I metodi profilattici sono individuali e generali. I primi consistono principalmente nel curare la pulizia personale e dell'abitazione, nell'evitare i cibi crudi che possono essere infetti o causa di diarrea, nell'impedire la contaminazione degli alimenti, specie da parte delle mosche, nel filtrare o bollire l'acqua che s'usa per la cucina, per bere, ecc., nel bollire il latte e nel proteggerlo dalle mosche, nella vaccinazione anticolerica, ripetuta ogni anno nei centri endemici, ecc. La profilassi pubblica del colera consiste nel proteggere le frontiere istituendo dei posti di vigilanza e di quarantena, nell'istituire un Ufficio centrale per il colera con pieni poteri, apparecchi per la disinfezione e locali per il ricovero dei malati, ecc. Si deve ispezionare ogni casa per scovarvi i casi sospetti. Un mezzo particolarmente efficace per difendere una collettività dal colera è la vaccinazione anticolerica, che conferisce una parziale immunità che dura circa quattro mesi, dopo di che diminuisce e scompare. Tra i vaccini proposti i più noti sono quelli di Haffkine, di Strong, di Lustig e Galeotti, preparati con metodi varî. Castellani preparò e usò sin dal 1909 un tetravaccino (T. A. B. C.) profilattico contro il colera e le infezioni tifoidi e paratifoidi. Questo vaccino venne adottato nel 1915 dall'esercito serbo e contribuì ad arrestare la diffusione del colera e delle infezioni tifoidi che minacciavano quelle truppe. Durante la guerra mondiale presso tutti gli eserciti belligeranti si praticarono su vasta scala le vaccinazioni anticoleriche che contribuirono senza dubbio a evitare lo scoppio di epidemie tra i combattenti. Per quanto durante il trasporto dei resti dell'esercito serbo venissero a contatto con colerosi, non uno dei marinai italiani si ammalò di colera, perché tutti avevano subito la vaccinazione anticolerica. Secondo recenti esperienze ufficialmente eseguite in India, il batteriofago potrebbe avere importantí applicazioni profilattiche e curative.
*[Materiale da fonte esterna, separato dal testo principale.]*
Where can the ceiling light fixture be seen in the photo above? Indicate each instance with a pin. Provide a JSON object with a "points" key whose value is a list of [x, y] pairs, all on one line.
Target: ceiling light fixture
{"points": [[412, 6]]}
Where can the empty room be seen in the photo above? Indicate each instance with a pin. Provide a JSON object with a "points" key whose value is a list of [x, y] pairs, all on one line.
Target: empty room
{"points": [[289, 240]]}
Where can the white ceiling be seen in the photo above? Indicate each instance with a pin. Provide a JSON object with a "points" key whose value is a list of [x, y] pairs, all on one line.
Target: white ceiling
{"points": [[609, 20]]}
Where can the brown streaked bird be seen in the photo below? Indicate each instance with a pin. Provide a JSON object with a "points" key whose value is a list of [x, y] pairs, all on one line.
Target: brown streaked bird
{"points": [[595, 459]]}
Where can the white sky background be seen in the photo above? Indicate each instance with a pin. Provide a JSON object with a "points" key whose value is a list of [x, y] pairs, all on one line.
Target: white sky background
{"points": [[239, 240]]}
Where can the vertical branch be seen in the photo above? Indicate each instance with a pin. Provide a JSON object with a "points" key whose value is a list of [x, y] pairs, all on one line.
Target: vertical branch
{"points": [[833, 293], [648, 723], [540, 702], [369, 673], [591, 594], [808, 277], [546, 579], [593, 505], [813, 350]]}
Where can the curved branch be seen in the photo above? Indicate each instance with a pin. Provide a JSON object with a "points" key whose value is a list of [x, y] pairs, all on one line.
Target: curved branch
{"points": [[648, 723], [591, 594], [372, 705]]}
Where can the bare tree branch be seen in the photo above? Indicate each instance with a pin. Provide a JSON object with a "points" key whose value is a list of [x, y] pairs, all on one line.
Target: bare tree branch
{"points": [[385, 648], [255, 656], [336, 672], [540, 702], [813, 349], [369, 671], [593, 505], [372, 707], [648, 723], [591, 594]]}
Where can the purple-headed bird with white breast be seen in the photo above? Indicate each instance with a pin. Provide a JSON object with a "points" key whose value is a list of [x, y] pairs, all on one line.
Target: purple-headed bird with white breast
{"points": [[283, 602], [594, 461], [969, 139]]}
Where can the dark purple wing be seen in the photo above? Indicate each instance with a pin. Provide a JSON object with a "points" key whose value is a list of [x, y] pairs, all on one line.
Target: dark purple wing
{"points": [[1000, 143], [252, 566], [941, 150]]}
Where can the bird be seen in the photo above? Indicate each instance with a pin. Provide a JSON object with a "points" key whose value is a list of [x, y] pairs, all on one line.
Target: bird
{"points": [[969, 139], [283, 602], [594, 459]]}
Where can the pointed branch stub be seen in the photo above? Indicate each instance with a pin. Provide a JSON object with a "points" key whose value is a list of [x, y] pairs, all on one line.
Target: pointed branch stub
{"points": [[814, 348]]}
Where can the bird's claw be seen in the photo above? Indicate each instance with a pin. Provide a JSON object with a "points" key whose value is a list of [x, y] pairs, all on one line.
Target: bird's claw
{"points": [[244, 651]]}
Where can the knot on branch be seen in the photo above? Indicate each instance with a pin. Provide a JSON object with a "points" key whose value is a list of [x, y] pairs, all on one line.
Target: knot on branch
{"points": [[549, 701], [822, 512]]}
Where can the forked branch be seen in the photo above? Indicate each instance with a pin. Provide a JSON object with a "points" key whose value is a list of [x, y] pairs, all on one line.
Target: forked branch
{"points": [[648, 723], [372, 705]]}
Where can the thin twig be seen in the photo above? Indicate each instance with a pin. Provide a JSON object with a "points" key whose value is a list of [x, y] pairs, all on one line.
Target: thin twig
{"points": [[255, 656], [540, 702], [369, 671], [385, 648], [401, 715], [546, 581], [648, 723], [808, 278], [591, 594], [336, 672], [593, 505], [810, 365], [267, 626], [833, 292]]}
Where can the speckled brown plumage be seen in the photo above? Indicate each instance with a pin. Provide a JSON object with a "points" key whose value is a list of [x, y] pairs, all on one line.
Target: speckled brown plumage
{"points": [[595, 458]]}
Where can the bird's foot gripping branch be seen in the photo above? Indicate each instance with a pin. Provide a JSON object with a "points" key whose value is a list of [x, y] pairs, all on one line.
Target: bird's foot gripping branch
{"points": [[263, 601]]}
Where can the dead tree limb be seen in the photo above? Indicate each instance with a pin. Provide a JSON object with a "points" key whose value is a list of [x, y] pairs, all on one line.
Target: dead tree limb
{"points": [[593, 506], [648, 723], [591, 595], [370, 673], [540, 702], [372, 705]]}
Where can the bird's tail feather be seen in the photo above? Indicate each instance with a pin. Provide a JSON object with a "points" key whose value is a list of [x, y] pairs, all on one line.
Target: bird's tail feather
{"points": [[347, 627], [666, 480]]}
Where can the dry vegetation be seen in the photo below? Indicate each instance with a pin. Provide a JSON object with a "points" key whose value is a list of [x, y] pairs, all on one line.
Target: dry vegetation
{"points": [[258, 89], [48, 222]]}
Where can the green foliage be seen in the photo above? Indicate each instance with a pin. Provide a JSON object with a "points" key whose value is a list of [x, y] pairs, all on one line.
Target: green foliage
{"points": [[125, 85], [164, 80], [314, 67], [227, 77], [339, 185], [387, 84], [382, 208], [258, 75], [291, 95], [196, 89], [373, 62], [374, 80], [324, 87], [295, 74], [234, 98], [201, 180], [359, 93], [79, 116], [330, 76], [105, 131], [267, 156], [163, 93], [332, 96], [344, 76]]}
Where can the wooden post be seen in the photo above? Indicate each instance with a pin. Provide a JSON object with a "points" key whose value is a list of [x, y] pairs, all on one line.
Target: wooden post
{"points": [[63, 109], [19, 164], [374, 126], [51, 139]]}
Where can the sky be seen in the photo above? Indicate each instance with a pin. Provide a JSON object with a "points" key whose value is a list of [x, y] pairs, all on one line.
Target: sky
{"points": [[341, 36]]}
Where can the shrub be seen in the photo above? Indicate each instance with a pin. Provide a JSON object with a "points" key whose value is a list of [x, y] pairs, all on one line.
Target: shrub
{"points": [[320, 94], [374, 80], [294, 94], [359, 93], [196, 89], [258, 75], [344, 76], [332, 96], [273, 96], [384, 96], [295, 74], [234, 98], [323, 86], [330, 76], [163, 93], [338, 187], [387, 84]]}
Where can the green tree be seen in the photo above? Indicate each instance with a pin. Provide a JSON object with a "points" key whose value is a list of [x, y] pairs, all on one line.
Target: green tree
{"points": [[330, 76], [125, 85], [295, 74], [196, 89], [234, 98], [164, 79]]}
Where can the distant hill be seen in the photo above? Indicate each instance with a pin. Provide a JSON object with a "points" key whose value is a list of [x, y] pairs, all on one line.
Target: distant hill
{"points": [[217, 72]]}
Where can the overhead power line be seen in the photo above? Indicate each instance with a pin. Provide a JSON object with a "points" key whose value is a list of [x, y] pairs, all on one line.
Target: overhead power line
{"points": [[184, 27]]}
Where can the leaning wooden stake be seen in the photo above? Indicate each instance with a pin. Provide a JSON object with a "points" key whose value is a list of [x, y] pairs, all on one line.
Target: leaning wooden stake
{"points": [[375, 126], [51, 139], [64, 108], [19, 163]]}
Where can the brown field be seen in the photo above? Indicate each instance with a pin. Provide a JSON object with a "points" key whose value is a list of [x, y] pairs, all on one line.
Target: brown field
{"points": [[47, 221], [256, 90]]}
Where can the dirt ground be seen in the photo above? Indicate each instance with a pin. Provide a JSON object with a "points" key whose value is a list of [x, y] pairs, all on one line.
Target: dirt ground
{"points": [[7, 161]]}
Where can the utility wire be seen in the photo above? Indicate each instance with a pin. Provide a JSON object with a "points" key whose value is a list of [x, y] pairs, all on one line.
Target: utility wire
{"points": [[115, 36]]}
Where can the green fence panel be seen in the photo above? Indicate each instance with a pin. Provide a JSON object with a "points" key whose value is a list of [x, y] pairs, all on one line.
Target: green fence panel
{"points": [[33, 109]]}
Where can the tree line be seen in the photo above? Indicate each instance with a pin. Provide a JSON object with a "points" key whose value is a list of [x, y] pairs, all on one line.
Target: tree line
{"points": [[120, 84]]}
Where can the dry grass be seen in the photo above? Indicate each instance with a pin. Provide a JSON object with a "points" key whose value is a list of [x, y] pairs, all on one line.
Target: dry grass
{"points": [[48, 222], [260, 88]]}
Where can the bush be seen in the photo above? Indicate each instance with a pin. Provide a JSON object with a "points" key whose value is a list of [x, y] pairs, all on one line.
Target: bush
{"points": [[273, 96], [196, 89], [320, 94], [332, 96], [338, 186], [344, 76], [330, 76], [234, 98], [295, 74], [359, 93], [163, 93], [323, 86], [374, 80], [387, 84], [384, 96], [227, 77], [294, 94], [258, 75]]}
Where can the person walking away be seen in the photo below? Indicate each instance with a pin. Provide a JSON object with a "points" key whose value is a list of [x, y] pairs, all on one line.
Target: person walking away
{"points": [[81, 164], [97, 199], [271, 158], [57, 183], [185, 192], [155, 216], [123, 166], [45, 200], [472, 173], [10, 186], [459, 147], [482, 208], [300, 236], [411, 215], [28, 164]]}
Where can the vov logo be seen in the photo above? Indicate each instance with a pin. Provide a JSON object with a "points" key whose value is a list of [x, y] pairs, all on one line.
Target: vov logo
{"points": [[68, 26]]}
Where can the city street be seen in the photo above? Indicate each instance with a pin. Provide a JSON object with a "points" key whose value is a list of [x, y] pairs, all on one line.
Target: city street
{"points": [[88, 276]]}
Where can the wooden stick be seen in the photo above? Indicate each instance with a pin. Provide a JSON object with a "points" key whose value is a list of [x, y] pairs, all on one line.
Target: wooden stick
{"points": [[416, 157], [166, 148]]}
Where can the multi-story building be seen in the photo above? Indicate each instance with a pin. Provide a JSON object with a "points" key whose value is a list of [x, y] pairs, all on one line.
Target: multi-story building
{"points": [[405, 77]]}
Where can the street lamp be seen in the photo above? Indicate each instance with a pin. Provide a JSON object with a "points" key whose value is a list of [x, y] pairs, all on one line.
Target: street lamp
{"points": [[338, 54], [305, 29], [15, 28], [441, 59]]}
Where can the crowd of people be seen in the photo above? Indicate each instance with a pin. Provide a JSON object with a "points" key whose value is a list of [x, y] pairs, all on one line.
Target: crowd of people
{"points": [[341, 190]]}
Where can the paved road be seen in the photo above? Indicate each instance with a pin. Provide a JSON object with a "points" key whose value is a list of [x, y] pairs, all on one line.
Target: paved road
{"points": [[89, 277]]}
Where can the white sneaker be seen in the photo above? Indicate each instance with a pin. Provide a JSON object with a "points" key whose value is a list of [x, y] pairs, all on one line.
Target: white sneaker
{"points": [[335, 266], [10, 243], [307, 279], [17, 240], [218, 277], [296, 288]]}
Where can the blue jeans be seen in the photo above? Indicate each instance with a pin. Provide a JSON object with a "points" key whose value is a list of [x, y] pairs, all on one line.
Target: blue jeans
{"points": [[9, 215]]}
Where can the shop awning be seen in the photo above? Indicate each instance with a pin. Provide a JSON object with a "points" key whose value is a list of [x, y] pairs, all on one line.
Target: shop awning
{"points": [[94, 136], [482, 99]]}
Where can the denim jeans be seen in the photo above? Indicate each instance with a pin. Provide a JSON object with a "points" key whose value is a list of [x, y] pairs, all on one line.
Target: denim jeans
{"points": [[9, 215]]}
Bibl.: C. Cortese, Natura del colera, in Ann. univ. di med. e chir., 1836; F. Pacini, Proc. morboso del colera, Firenze 1855 e 1879; R. Koch, Conferenz z. Erörter. d. Cholera Frage, 1883; id., in Zeitsch. v. Hyg. u. Inf. Krank., 1893; A. Pasquale, Ricerche batteriol. sul col. a Massaua, in Giorn. med. del R. Esercito, 1891; W. Hafkkine, Cholera vaccine, in Brit. med. journ., 1895 e 1899; W. Kolle, Klinik u. Hyg. der Chol., in Deut. Med. Woch., 1909; E. Maragliano, Il colera, Napoli 1910; A. Castellani, Vaccination against Ch., in The Lancet, 1913; id., Paracholera, ibid., 1916; G. Sanarelli, Patogenesi del colera, in Ann. de l'Inst. Pasteur e Annali d'igiene, Roma; P. Krause, Cholera asiatica, in Mense's Handbuch der Tropenkrank., II, 1924; A. Lustig, in Trattato delle malattie infettive, 1926; F. D'Hérelle, Malone, Lahiri, Prophylaxie du chol. avec le bacteriophage, in Bull. de l'Off. int. d'hyg. publ., 1928.